How to Use GOT3 to Extract Old Tweets in Python
Social media analysis is becoming an increasingly important part of the data scientist’s repertoire. Text is easily the most plentiful source of unstructured data available on the internet; one simply needs to look at the mind-boggling statistics about how much social media content is generated every single day to understand the sheer scale of the data being created. Twitter is one of the most popular social media platforms used to conduct text-based analysis, and this post will focus on how to leverage the power of Python’s open-source third-party libraries to extract all tweets relevant to the analysis required.

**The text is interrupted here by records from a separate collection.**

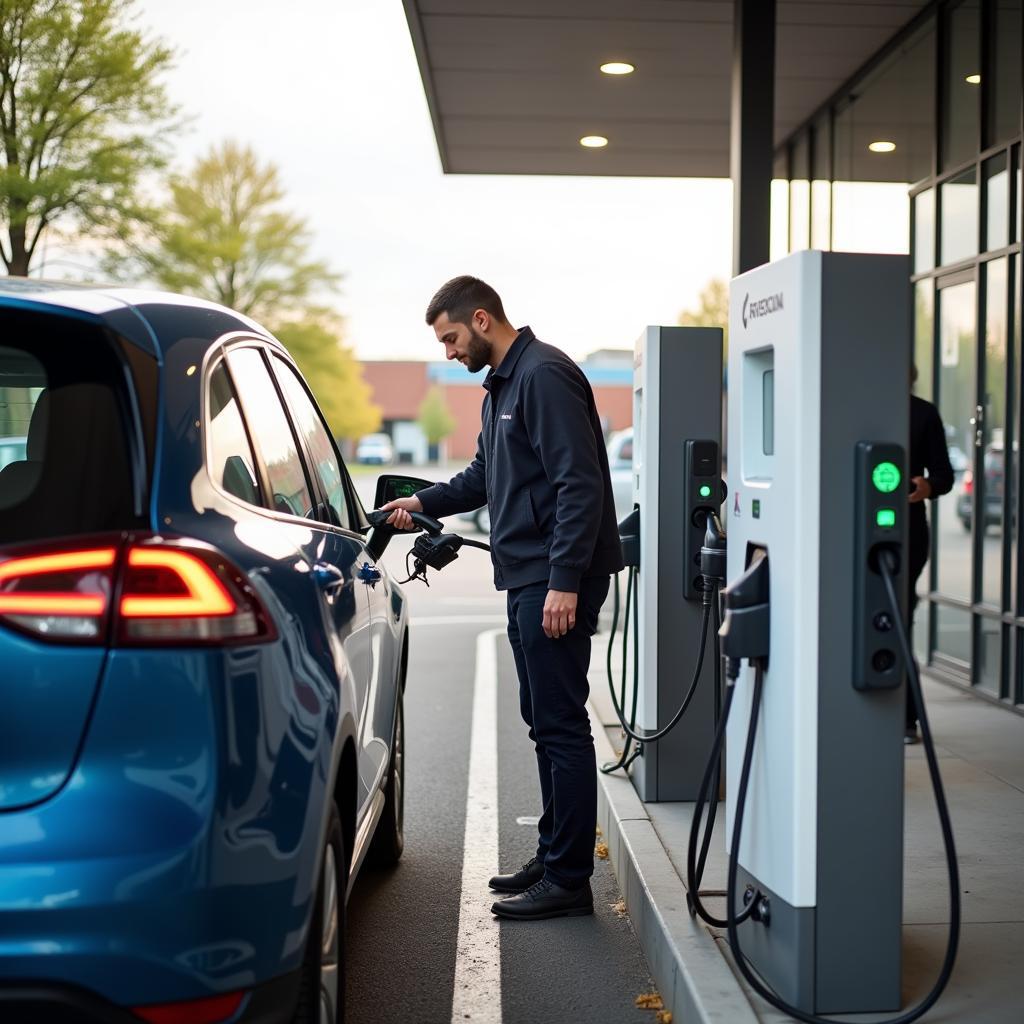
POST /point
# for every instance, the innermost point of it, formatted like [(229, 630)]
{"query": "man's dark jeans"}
[(553, 691)]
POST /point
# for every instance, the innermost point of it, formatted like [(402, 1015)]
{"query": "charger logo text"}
[(761, 307)]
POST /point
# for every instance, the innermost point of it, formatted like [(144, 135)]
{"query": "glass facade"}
[(922, 155)]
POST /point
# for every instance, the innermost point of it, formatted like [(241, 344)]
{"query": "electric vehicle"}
[(11, 450), (203, 666), (991, 496)]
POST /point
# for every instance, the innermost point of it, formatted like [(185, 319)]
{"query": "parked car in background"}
[(620, 450), (621, 467), (375, 450), (202, 737), (12, 450), (991, 492)]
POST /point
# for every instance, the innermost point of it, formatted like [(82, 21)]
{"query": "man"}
[(542, 469), (928, 454)]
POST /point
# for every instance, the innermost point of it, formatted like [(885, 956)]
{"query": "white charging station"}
[(677, 427), (818, 419)]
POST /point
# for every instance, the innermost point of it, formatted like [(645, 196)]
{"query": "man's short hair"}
[(461, 297)]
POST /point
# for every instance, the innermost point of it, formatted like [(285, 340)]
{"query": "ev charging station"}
[(677, 466), (818, 421)]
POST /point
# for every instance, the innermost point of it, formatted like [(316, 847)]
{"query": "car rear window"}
[(65, 452)]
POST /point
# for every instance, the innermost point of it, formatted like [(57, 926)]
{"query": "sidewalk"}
[(981, 751)]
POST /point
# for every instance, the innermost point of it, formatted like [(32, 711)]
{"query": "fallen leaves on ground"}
[(649, 1000)]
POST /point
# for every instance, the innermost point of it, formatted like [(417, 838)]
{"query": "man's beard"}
[(477, 351)]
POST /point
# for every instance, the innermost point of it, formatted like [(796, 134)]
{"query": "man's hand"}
[(922, 489), (559, 613), (400, 518)]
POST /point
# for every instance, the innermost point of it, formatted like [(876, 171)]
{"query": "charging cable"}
[(888, 566)]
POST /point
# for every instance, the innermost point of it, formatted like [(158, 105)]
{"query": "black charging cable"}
[(628, 756), (887, 566)]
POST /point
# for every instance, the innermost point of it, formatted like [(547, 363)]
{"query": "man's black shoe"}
[(546, 900), (528, 875)]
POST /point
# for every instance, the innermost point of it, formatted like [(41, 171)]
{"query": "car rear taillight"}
[(61, 595), (140, 591), (212, 1010)]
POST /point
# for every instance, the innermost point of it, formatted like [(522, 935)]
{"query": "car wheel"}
[(389, 839), (322, 990)]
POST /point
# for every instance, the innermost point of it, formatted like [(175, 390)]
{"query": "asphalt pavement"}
[(403, 925)]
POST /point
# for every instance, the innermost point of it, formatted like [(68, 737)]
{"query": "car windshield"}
[(65, 462)]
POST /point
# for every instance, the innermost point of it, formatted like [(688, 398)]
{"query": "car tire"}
[(322, 989), (389, 839)]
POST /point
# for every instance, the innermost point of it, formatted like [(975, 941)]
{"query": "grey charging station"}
[(818, 420), (677, 444)]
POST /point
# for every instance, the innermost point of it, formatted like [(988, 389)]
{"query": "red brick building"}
[(399, 387)]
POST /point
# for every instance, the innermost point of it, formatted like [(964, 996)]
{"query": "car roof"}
[(152, 320)]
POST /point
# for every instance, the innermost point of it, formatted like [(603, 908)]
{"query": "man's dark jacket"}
[(928, 453), (542, 468)]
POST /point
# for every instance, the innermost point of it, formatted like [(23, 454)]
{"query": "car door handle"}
[(329, 578), (369, 574)]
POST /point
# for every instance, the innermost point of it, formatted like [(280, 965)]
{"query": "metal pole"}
[(752, 130)]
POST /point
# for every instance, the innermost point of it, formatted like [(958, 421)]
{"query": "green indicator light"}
[(886, 477)]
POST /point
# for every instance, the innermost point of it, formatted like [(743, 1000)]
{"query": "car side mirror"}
[(390, 486)]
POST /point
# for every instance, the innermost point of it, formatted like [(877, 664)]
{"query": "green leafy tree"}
[(83, 118), (225, 236), (333, 373), (435, 418), (713, 310)]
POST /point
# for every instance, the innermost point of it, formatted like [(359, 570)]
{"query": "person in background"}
[(931, 476)]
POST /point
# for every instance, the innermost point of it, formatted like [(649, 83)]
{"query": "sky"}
[(329, 90)]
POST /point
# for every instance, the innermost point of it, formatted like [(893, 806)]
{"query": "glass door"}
[(954, 516)]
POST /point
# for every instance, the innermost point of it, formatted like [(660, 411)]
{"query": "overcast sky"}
[(330, 91)]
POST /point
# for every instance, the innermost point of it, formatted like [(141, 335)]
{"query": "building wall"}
[(923, 155)]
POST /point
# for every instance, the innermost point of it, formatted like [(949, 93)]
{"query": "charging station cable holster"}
[(745, 630), (629, 536), (713, 557)]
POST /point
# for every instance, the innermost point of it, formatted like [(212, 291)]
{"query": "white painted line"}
[(477, 996), (458, 620)]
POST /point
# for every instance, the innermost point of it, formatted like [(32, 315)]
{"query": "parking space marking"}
[(477, 994), (458, 620)]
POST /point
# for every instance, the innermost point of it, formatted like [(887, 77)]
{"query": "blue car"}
[(202, 666)]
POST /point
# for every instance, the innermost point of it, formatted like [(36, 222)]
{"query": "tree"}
[(435, 418), (332, 372), (713, 310), (224, 236), (83, 118)]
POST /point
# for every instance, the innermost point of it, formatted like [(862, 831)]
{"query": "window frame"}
[(356, 516), (218, 353)]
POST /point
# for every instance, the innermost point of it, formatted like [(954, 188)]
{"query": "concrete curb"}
[(694, 979)]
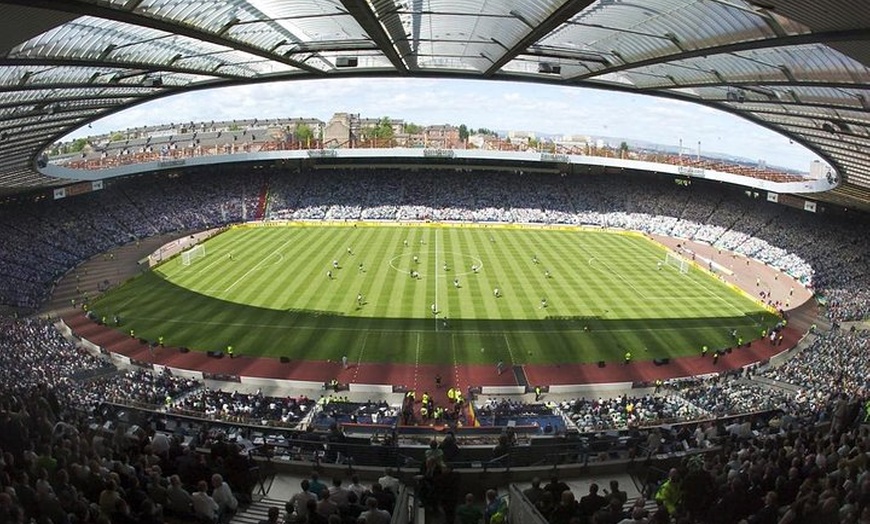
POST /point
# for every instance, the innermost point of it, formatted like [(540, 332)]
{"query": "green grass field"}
[(265, 290)]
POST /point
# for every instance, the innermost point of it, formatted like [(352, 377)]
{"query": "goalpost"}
[(192, 254), (673, 259)]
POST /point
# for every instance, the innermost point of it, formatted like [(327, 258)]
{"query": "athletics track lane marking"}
[(337, 328), (417, 362), (455, 361), (510, 351), (361, 351)]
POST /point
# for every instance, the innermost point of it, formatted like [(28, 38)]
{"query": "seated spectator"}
[(223, 496), (204, 507), (373, 514)]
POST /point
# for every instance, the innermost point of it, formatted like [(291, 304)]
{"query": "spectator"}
[(204, 507)]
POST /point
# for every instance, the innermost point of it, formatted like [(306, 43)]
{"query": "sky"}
[(497, 105)]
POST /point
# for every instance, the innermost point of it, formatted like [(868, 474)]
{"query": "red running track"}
[(422, 377)]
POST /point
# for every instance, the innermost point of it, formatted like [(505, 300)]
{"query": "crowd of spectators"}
[(343, 411), (44, 239), (836, 358), (58, 463), (249, 408)]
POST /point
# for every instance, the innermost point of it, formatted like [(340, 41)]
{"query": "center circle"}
[(397, 260)]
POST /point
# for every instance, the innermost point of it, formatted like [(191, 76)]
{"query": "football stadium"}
[(363, 319)]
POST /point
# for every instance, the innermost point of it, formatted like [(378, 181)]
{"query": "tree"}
[(77, 145), (623, 149), (413, 129), (303, 132), (381, 131), (463, 132)]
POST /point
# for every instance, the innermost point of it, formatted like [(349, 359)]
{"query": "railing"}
[(106, 161)]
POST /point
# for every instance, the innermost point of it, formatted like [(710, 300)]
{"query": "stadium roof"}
[(799, 67)]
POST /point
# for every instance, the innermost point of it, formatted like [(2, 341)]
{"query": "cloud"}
[(492, 104)]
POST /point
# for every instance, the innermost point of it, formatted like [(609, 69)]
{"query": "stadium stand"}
[(71, 456)]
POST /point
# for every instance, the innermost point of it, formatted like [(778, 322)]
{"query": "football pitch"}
[(367, 291)]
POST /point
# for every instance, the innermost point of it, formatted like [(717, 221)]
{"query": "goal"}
[(673, 259), (189, 256)]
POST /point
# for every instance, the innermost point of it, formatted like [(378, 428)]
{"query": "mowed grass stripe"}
[(325, 322)]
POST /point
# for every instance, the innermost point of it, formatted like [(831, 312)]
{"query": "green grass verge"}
[(265, 290)]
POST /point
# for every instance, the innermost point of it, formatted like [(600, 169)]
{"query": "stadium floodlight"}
[(191, 255), (673, 259)]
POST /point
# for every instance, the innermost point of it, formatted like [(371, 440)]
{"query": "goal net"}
[(673, 259), (192, 254)]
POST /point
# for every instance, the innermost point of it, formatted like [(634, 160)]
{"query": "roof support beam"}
[(758, 83), (82, 7), (559, 17), (370, 22), (144, 67), (736, 47)]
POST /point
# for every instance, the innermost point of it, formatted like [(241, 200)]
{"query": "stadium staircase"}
[(257, 511), (262, 202)]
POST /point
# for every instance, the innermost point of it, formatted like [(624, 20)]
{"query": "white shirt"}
[(204, 506), (224, 497)]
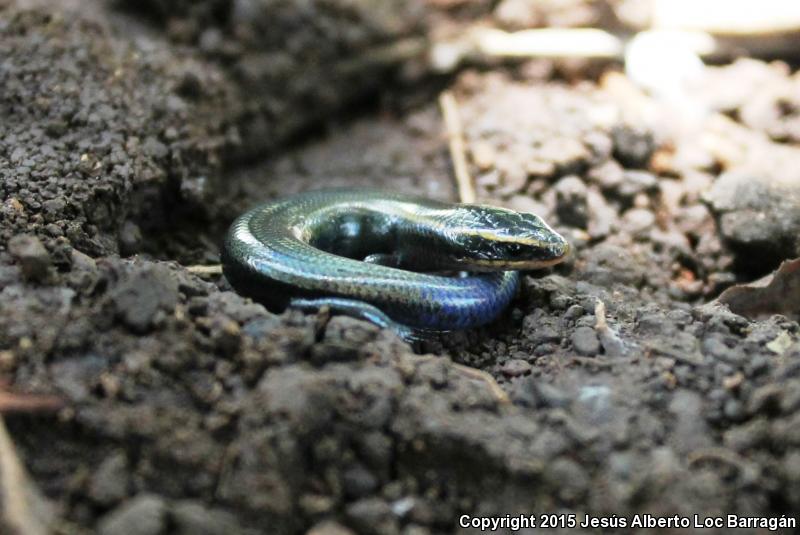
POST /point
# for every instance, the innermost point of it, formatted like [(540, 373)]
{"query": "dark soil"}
[(131, 137)]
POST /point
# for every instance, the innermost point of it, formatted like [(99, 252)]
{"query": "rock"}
[(585, 341), (142, 515), (372, 516), (109, 484), (638, 221), (758, 219), (633, 147), (130, 238), (33, 258), (358, 481), (515, 368), (571, 205), (195, 518), (634, 182), (328, 527)]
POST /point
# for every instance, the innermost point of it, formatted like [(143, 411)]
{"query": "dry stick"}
[(205, 271), (455, 136)]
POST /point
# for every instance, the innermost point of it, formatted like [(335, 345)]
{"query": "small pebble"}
[(516, 368), (585, 341)]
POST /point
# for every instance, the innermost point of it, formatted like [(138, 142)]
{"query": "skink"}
[(379, 256)]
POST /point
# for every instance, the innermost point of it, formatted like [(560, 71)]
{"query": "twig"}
[(480, 375), (28, 403), (23, 509), (455, 136)]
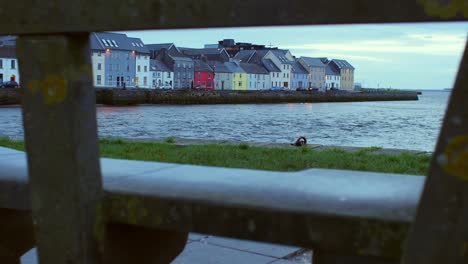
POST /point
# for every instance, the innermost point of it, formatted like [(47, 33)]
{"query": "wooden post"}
[(440, 232), (59, 116)]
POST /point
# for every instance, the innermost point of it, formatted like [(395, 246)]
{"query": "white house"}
[(274, 74), (143, 76), (332, 78), (283, 61), (161, 75), (99, 65), (258, 78), (8, 61), (316, 69)]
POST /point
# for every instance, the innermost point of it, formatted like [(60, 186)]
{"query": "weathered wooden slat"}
[(62, 148), (440, 233), (344, 212), (26, 16)]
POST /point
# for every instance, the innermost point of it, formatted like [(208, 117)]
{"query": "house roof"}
[(253, 68), (270, 66), (176, 54), (159, 46), (225, 67), (234, 67), (209, 53), (342, 64), (116, 41), (138, 45), (297, 68), (201, 66), (8, 52), (281, 55), (201, 51), (314, 62), (330, 70), (8, 41), (244, 55), (157, 65)]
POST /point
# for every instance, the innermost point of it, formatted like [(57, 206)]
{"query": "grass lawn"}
[(261, 158)]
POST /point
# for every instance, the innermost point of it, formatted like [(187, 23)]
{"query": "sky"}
[(402, 56)]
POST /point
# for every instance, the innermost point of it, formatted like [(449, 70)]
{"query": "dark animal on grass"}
[(300, 142)]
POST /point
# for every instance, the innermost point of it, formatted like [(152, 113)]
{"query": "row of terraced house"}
[(121, 61)]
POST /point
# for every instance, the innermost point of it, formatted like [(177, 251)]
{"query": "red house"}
[(204, 76)]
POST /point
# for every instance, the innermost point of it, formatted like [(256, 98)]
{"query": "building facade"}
[(229, 76), (8, 62), (316, 72), (181, 65), (162, 76), (298, 76), (332, 78), (346, 71), (8, 65), (204, 75), (258, 78), (283, 61), (116, 60)]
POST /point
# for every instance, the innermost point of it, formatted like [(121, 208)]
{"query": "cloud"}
[(436, 44)]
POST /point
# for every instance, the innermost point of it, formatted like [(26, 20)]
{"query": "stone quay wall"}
[(112, 96)]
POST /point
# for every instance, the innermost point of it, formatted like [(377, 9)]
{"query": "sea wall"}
[(144, 96), (247, 97), (10, 96)]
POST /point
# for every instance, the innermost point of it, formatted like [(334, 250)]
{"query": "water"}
[(406, 124)]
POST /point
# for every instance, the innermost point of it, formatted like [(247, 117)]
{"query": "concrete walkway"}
[(204, 249)]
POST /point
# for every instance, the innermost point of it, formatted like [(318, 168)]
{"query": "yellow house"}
[(239, 76)]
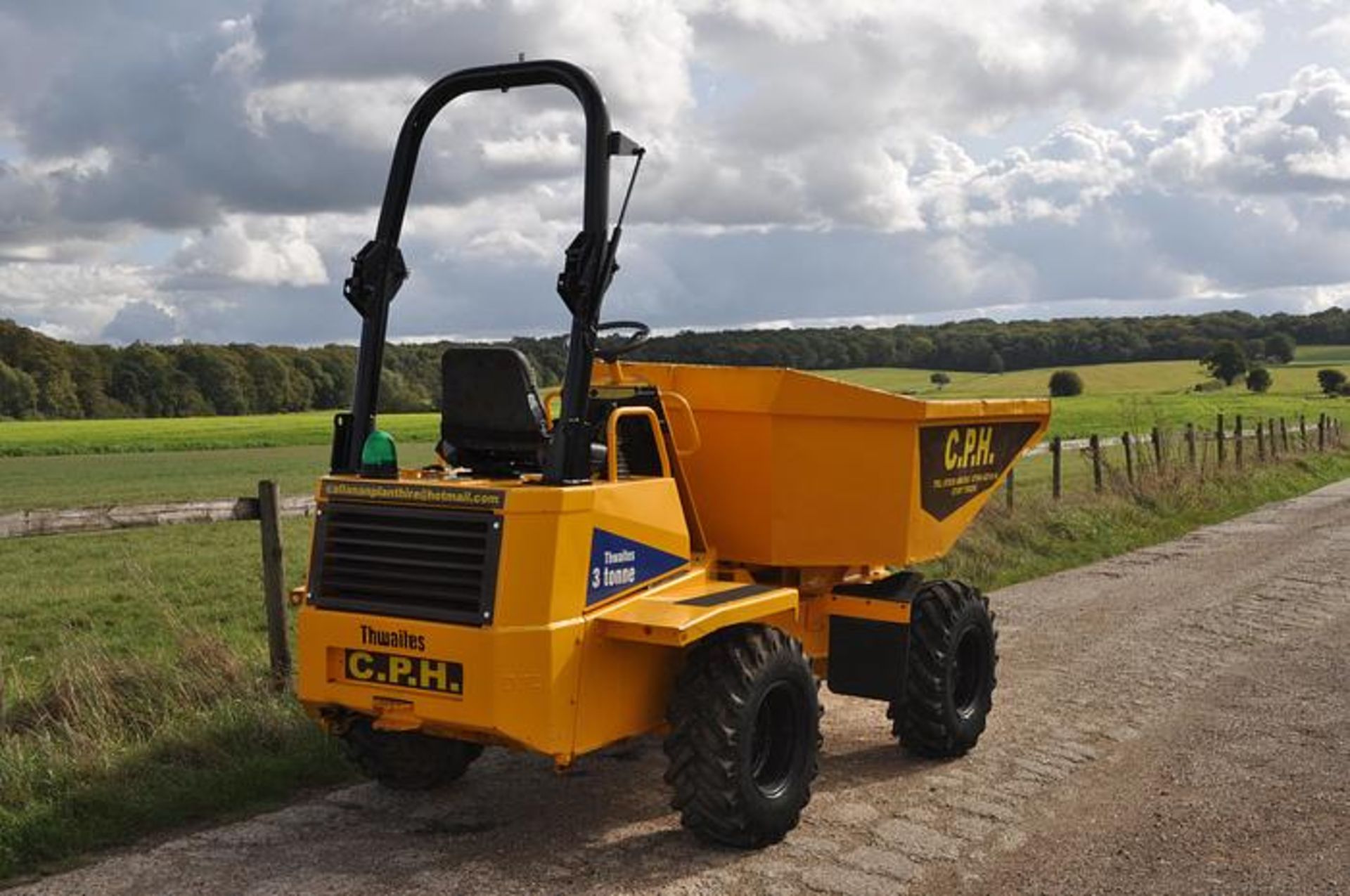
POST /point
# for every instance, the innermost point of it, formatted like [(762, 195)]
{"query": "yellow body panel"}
[(797, 470), (522, 674), (670, 616)]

Twitter is one of the world’s most popular social media platforms
Twitter is the de facto social media platform used for text-based social network analysis, and for good reason. Having been created all the way back in 2006, Twitter has seen a total of 1.3 billion accounts created in its history and over 500 million tweets sent each day. That is a treasure trove of textual information available online that represents people’s real-time reactions to all manner of topics, from politics to sports to current affairs, movements and news. Also, unlike Instagram and Snapchat, Twitter is primarily a text-based platform with a hard character limit on each post (140 characters historically; 280 characters since 2017). That lends a degree of size predictability with respect to each tweet that is difficult to obtain from other social media platforms. For all those reasons and more, Twitter represents an excellent first step in extracting posts made by users all over the world on specific topics and performing techniques such as Sentiment Analysis to gain insights from this data.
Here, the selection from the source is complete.